Verification of dose distribution is an essential part of ensuring the treatment planning system's (TPS) calculated dose will achieve the desired outcome in radiation therapy. Each measurement have uncertainty associated with it. It is desirable to reduce the measurement uncertainty. A best approach is to reduce the uncertainty associated with each step of the process to keep the total uncertainty under acceptable limits. Point dose patient specific quality assurance (QA) is recommended by American Association of Medical Physicists (AAPM) and European Society for Radiotherapy and Oncology (ESTRO) for all the complex radiation therapy treatment techniques. Relative and absolute point dose measurement methods are used to verify the TPS computed dose. Relative and absolute point dose measurement techniques have a number of steps to measure the point dose which includes chamber cross calibration, electrometer reading, chamber calibration coefficient, beam quality correction factor, reference conditions, influences quantities, machine stability, nominal calibration factor (for relative method) and absolute dose calibration of machine. Keeping these parameters in mind, the estimated relative percentage uncertainty associated with the absolute point dose measurement is 2.1% (k=1). On the other hand, the relative percentage uncertainty associated with the relative point dose verification method is estimated to 1.0% (k=1). To compare both point dose measurement methods, 13 head and neck (H&N) IMRT patients were selected.
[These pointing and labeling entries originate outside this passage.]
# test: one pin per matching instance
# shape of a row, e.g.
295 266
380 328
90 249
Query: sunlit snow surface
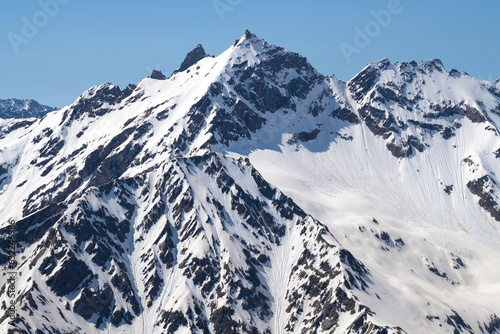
430 252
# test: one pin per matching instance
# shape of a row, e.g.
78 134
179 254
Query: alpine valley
248 193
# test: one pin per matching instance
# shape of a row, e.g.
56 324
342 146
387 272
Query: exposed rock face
192 58
141 209
15 108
A point dose for each patient was measured with both methods. The average percentage difference between TPS computed dose and measured absolute relative point dose was 1.4% and 1% respectively. The results of this comparative study show that while choosing the relative or absolute point dose measurement technique, both techniques can produce similar results for H&N IMRT treatment plans. There is no statistically significant difference between both point dose verification methods based upon the t-test for comparing two means.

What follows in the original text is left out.